Subscribe to this blog
26 Dec 2011
An interesting new paper from the Naval Postgraduate School (paper here, conference slides here) describes what appears to be an interesting new twist on spam filtering, looking at the characteristics of the TCP session through which the mail is delivered.
They observe that bots typically live on cable or DSL connections with slow congested upstreams. TCP sessions from bots turn out to be fairly easy to recognize by RTT, window, and retransmits, something that people have known at least since a paper at the 2008 CEAS conference on the topic.
This paper tries to see whether it would be practical to use that info to manage spam in real time. They have a network analyzer called SpamFlow that figures out per-connection characteristics. Then as a proof of concept they wrote a Spamassassin plugin to train on the data from SpamFlow and try and do filtering. They do some sort of hand-wavey load testing to see whether SpamFlow can keep up with a realistic mail load, and if it trains fast enough that it would provide useful data in real time. They claim that their results show that it does both.

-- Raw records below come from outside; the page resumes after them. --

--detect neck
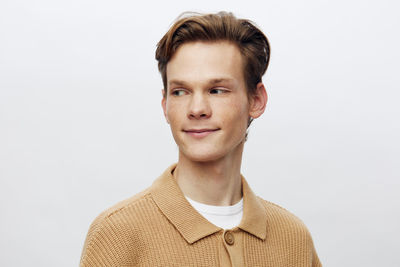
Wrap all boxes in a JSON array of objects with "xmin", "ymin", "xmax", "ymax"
[{"xmin": 174, "ymin": 143, "xmax": 244, "ymax": 206}]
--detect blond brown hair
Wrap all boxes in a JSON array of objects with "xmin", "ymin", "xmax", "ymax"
[{"xmin": 156, "ymin": 12, "xmax": 270, "ymax": 95}]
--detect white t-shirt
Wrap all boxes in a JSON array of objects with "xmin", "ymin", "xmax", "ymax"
[{"xmin": 185, "ymin": 196, "xmax": 243, "ymax": 229}]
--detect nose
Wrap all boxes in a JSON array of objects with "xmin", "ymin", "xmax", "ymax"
[{"xmin": 188, "ymin": 94, "xmax": 211, "ymax": 119}]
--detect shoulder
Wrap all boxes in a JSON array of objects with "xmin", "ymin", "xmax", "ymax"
[
  {"xmin": 81, "ymin": 188, "xmax": 156, "ymax": 266},
  {"xmin": 258, "ymin": 197, "xmax": 321, "ymax": 266},
  {"xmin": 257, "ymin": 197, "xmax": 310, "ymax": 238}
]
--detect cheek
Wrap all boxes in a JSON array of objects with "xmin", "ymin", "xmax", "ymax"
[{"xmin": 221, "ymin": 101, "xmax": 249, "ymax": 129}]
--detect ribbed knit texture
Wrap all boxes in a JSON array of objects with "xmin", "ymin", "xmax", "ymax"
[{"xmin": 80, "ymin": 165, "xmax": 321, "ymax": 267}]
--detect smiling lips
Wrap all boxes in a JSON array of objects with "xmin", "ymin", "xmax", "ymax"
[{"xmin": 183, "ymin": 129, "xmax": 219, "ymax": 138}]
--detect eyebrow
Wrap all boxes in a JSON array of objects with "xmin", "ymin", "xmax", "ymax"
[{"xmin": 168, "ymin": 78, "xmax": 234, "ymax": 86}]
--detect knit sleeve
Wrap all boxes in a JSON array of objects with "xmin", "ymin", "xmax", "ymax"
[
  {"xmin": 311, "ymin": 241, "xmax": 322, "ymax": 267},
  {"xmin": 80, "ymin": 215, "xmax": 138, "ymax": 267}
]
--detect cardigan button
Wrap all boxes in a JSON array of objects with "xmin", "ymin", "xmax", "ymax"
[{"xmin": 224, "ymin": 231, "xmax": 235, "ymax": 246}]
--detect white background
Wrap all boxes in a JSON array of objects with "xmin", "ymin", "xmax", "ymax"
[{"xmin": 0, "ymin": 0, "xmax": 400, "ymax": 267}]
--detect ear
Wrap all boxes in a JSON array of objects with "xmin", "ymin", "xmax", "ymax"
[
  {"xmin": 249, "ymin": 82, "xmax": 268, "ymax": 119},
  {"xmin": 161, "ymin": 89, "xmax": 169, "ymax": 124}
]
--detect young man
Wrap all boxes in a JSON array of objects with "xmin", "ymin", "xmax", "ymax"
[{"xmin": 81, "ymin": 12, "xmax": 321, "ymax": 267}]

It's not obvious how best you would use this in combination with all of the other anti-spam tools people we have, most notably blacklists like the CBL that very accurately identify IPs of botted hosts by looking at the characteristics of mail received at large spamtraps. One thing that occurs to me is this sort of thing might be useful if mail moves to IPv6, since building v6 blacklists will be hard due to the size of the address space, while this lets you estimate the bottiness of each connection directly. Also, rather than accepting or rejecting mail, you might slow down mail reception from hosts that seem to be bots, both to give preference to non-bot senders, and because bots tend to be impatient so if you slow down a dubious connection and it gives up, it was probably a bot. The Turntide appliance did something similar five years ago, although it used different heuristics for deciding what to slow down.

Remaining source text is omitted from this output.